Das macht Spaß anzusehen, auch wenn durch die verspielte Erzählweise nicht alle Handlungsstränge gleichermaßen stringent verfolgt werden und sich keine emotionale Tiefe entwickelt.
Diversität in der Besetzung
Die Besetzung ist mit Dev Patel, Tilda Swinton, Ben Wishaw und Hugh Laurie hochkarätig und zudem auffallend divers. So spielt eine schwarze Schauspielerin die snobistische Upper Class-Mutter eines weißen Schulfreundes.
Ein asiatischer Schauspieler ist der Vater einer schwarzen Tochter.
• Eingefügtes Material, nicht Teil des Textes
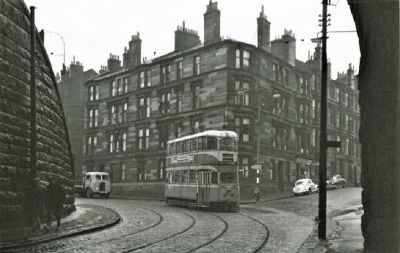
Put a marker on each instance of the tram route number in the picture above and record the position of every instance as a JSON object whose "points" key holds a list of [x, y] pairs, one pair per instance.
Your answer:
{"points": [[182, 159]]}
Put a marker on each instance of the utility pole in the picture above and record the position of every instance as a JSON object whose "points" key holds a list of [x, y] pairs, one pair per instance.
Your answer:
{"points": [[33, 156], [323, 134]]}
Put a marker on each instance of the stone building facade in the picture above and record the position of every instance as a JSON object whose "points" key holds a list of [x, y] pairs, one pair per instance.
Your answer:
{"points": [[73, 98], [53, 148], [261, 92]]}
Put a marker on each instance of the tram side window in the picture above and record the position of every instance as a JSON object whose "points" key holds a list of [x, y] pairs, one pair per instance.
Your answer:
{"points": [[171, 178], [214, 177], [186, 146], [203, 143], [178, 177], [227, 143], [171, 149], [193, 144], [192, 177], [178, 147], [212, 142], [185, 177], [227, 177]]}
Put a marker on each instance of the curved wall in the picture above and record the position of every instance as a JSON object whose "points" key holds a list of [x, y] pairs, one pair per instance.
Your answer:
{"points": [[53, 148]]}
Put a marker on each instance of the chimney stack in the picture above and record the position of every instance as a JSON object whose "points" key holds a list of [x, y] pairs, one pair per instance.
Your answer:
{"points": [[212, 23], [285, 47], [113, 63], [263, 31], [133, 55], [185, 38]]}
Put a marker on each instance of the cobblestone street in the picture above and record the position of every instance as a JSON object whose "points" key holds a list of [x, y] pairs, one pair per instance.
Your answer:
{"points": [[151, 226]]}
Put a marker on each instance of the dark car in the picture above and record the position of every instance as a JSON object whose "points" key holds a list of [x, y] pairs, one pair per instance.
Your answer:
{"points": [[336, 181]]}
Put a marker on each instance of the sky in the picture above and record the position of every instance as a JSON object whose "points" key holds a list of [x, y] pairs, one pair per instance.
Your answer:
{"points": [[92, 29]]}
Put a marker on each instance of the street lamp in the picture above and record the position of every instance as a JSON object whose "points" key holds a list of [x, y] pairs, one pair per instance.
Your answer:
{"points": [[258, 166], [62, 39]]}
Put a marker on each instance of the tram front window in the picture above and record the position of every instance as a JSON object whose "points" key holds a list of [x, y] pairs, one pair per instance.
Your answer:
{"points": [[227, 143], [211, 142], [227, 177]]}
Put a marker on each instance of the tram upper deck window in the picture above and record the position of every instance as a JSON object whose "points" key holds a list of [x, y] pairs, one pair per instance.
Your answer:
{"points": [[214, 177], [227, 177], [185, 177], [193, 144], [227, 143], [212, 142], [192, 177], [202, 142], [186, 146], [171, 149], [178, 147]]}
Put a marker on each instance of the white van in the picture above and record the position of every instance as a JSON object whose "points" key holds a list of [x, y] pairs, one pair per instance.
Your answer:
{"points": [[97, 183]]}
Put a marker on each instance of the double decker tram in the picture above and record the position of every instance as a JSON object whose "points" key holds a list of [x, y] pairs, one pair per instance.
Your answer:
{"points": [[202, 171]]}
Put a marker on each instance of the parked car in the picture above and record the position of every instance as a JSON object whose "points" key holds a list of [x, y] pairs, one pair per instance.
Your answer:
{"points": [[304, 186], [97, 183], [336, 181]]}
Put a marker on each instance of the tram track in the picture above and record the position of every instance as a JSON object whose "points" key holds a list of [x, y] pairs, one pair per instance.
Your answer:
{"points": [[193, 223], [158, 222], [258, 249], [226, 225]]}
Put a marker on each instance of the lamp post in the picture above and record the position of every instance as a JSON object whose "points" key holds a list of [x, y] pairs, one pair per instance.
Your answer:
{"points": [[62, 39], [33, 155], [323, 134]]}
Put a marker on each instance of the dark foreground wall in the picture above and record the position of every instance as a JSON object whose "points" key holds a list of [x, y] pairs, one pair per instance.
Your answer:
{"points": [[377, 23], [54, 154]]}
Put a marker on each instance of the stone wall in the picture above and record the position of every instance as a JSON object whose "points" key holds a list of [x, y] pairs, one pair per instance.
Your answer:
{"points": [[377, 24], [53, 148]]}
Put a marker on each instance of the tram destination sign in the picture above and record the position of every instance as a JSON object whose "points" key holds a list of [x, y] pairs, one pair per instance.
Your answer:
{"points": [[182, 159], [256, 167]]}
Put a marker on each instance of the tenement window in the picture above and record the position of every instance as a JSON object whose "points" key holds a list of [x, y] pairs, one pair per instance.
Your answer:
{"points": [[117, 141], [179, 70], [144, 107], [164, 99], [93, 117], [242, 58], [165, 71], [93, 92], [91, 143], [143, 138], [145, 78], [196, 65], [241, 94]]}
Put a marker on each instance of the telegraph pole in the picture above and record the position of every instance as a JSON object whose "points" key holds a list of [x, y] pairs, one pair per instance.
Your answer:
{"points": [[33, 157], [323, 135]]}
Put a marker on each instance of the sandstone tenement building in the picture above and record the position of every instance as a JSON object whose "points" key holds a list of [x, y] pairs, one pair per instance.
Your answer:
{"points": [[53, 149], [261, 92], [73, 98]]}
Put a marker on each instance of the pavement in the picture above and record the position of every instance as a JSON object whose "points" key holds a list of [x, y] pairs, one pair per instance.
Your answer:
{"points": [[86, 219], [343, 233], [343, 228]]}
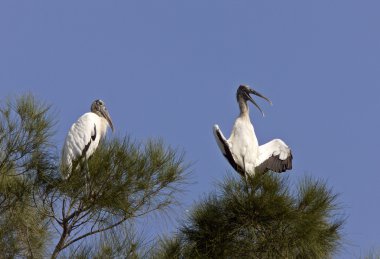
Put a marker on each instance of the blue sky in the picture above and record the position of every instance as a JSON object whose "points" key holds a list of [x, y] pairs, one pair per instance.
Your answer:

Die Tatsache, dass das in diesem Historienfilm so auffällt, zeigt, wie selten ein solch farbenblinder Cast nach wie vor ist.
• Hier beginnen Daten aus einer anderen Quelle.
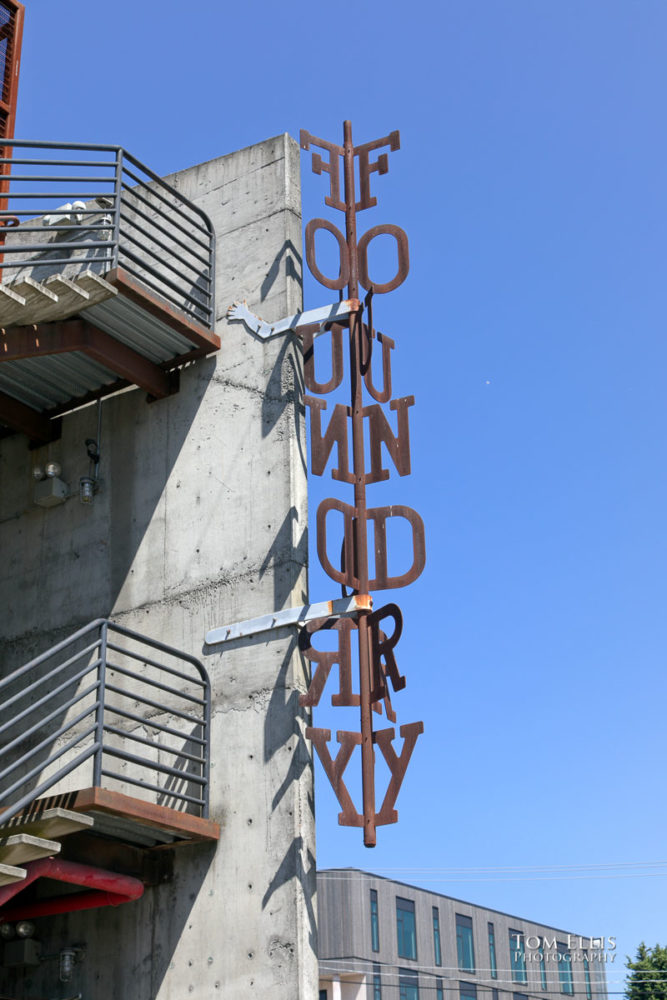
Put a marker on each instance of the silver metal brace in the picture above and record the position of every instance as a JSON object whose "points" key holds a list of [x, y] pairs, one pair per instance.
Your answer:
{"points": [[324, 315], [344, 607]]}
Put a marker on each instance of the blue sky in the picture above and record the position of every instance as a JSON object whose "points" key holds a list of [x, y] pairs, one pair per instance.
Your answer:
{"points": [[531, 331]]}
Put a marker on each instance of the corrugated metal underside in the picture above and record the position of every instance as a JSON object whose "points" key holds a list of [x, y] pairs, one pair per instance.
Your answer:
{"points": [[46, 382], [139, 329], [54, 380]]}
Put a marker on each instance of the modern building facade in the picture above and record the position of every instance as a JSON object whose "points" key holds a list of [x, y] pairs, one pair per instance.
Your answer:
{"points": [[384, 940]]}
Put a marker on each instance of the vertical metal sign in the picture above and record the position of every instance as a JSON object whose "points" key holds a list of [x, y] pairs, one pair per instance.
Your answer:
{"points": [[378, 631]]}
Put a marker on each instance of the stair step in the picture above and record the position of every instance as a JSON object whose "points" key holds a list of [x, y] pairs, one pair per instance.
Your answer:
{"points": [[9, 297], [51, 823], [39, 301], [10, 874], [25, 301], [98, 289], [71, 297], [22, 847]]}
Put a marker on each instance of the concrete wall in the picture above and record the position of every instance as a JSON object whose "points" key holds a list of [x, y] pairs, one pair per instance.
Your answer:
{"points": [[201, 520], [346, 944]]}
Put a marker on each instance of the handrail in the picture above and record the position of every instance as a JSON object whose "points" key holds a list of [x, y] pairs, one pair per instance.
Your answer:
{"points": [[48, 735], [173, 235]]}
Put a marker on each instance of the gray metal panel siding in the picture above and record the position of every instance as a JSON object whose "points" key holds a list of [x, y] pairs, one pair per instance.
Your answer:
{"points": [[344, 914]]}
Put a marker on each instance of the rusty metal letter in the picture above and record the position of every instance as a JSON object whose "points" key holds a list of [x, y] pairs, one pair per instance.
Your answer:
{"points": [[366, 168], [403, 259], [383, 659], [325, 660], [344, 266], [331, 167], [385, 395], [334, 769], [397, 766], [336, 434], [321, 388], [397, 446], [380, 516]]}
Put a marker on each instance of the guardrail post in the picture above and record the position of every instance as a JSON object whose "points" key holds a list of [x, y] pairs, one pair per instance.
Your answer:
{"points": [[118, 187], [101, 698]]}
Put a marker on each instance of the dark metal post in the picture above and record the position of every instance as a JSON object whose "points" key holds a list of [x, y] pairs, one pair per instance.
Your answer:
{"points": [[101, 698], [118, 188]]}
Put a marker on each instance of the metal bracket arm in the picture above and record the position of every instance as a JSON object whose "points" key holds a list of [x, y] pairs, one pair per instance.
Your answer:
{"points": [[341, 608], [325, 314]]}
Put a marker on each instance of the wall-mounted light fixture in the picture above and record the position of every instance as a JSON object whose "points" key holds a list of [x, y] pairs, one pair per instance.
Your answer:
{"points": [[69, 957], [50, 490]]}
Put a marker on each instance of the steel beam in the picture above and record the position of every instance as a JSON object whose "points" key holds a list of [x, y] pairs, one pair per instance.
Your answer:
{"points": [[343, 607], [43, 339]]}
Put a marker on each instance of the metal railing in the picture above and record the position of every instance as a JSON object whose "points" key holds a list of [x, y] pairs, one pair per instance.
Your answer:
{"points": [[93, 206], [103, 695]]}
Hingebungsvolle Bekenntnis zur Leichtigkeit
Er passt auf jeden Fall zu Iannuccis Herangehensweise, in der es um Phantasie, Spiel, Dynamik und Witz geht. Allerdings muss man sagen: Nicht jede Pointe in dieser temporeichen Inszenierung zündet auch.
Manch skurriler Charakter wirkt ein bisschen zu gewollt. Das Düstere zu glatt gezogen. Insgesamt aber ist es ein Film, der gerade mit seinem hingebungsvollen Bekenntnis zur Leichtigkeit Spaß macht.